Federal inspectors last week removed samples of the suspect drug from New England Compounding to test for fungal contamination. The center, which takes in about $2.2 million a year, according to its corporate filings, is housed in a two-story brick building.
The company’s offices in suburban Boston were locked Friday, with a “no soliciting” sign on the door. The company did not respond to repeated requests for comment last week. Before it went offline, the company’s Web site said New England Compounding was licensed in all 50 states. State and federal officials said it had shipped out a prodigious amount of the potentially contaminated medicine to 75 pain clinics in 23 states.
Traditionally, the law meant compounding to be a local service in which pharmacists could tailor-make prescriptions for patients with special needs. Compounding pharmacies were not supposed to become miniature drug companies.
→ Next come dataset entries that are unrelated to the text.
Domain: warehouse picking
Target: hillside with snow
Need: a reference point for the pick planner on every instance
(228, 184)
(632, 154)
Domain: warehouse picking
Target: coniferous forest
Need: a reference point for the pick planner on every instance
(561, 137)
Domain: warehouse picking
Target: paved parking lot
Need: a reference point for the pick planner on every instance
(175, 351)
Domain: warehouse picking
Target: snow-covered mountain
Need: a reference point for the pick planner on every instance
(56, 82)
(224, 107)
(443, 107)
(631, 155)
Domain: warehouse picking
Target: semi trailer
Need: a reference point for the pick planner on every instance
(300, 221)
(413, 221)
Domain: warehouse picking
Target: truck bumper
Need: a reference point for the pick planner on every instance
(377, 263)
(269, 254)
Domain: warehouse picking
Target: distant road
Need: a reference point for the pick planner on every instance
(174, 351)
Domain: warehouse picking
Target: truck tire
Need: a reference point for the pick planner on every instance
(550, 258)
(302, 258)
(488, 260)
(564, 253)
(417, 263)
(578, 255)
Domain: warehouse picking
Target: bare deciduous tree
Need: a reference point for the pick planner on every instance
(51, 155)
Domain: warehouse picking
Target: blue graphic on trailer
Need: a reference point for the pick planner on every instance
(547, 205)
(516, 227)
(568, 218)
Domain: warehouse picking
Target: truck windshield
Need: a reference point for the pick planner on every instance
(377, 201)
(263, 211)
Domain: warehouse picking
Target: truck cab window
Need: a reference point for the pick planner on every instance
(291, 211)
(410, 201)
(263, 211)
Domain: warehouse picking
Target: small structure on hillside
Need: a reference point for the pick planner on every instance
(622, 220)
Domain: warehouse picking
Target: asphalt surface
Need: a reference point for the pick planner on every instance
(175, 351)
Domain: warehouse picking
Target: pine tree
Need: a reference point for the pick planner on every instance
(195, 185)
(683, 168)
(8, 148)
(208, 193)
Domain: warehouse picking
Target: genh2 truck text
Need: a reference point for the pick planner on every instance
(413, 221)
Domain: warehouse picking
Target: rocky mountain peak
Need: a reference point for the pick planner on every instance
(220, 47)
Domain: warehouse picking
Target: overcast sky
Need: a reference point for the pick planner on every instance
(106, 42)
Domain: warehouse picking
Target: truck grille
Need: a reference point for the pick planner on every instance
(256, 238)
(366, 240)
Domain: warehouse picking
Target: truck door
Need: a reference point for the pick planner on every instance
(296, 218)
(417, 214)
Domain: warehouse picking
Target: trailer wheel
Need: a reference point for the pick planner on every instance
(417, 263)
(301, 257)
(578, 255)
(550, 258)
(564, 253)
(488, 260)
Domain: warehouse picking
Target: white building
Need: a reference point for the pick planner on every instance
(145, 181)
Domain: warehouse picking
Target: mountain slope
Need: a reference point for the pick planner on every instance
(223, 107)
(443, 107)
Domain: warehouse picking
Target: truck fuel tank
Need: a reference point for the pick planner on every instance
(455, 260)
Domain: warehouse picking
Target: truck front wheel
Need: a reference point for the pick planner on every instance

It is not clear how much large-scale compounding actually goes on. David G. Miller, executive vice president of the International Academy of Compounding Pharmacists, estimated that large-scale compounders represented about 10 percent of all compounding pharmacies, but he could not say what percentage of compounded medicines they made.
As state and federal authorities pored over information about New England Compounding last week, there was little agreement among experts on whether the company broke the law by making products in bulk and shipping them around the country.
Compounding falls in a legal no man’s land, between the federal government and the states. The F.D.A. regulates manufacturers, but compounders register as pharmacies, putting them under a patchwork of state rules. The F.D.A. did develop a clear set of rules for compounding, but subsequent litigation that culminated in a Supreme Court decision in 2002 struck them down, and Congress never re-established the agency’s clear authority, Professor Outterson said.
Jeff Gibbs, a lawyer in Washington who has represented compounders and drug companies, said it was unusual for a compounding pharmacy to produce large quantities of a drug that is commercially available. Policies of the F.D.A. were more concerned about compounders’ making drugs that are already approved and on the market, and not so much about compounders’ producing large volumes of medicine, he said.
But Sheldon T. Bradshaw, a lawyer in Washington who was chief counsel for the F.D.A. from 2005 to 2007, said large-scale compounders often behave like manufacturers, complete with sales teams that market their products to doctors. And they do not have to abide by the F.D.A.’s regulations, which require that problems with products be reported to the agency. In effect, he said, the companies are circumventing the regulatory process.
He contended that the F.D.A. could invoke the Food, Drug and Cosmetic Act of 1938, which makes it a criminal act “to introduce into interstate commerce an unapproved drug.” That is what New England Compounding’s products would most likely be considered because the company was doing more than traditional compounding, yet had not obtained a new drug approval, something that large drug makers spend millions of dollars and years to get. He said the agency has often sent letters to producers telling them to stop, and they usually comply, knowing there might be criminal charges if they do not.
“Some of these companies are just setting up big manufacturing shops in the guise of traditional compounding and making drugs that are, for the most part, commercially available,” Mr. Bradshaw said. “Instead of making fake Rolexes, they are making fake drugs.”
—Jess Bidgood and Sheelagh McNeill contributed reporting.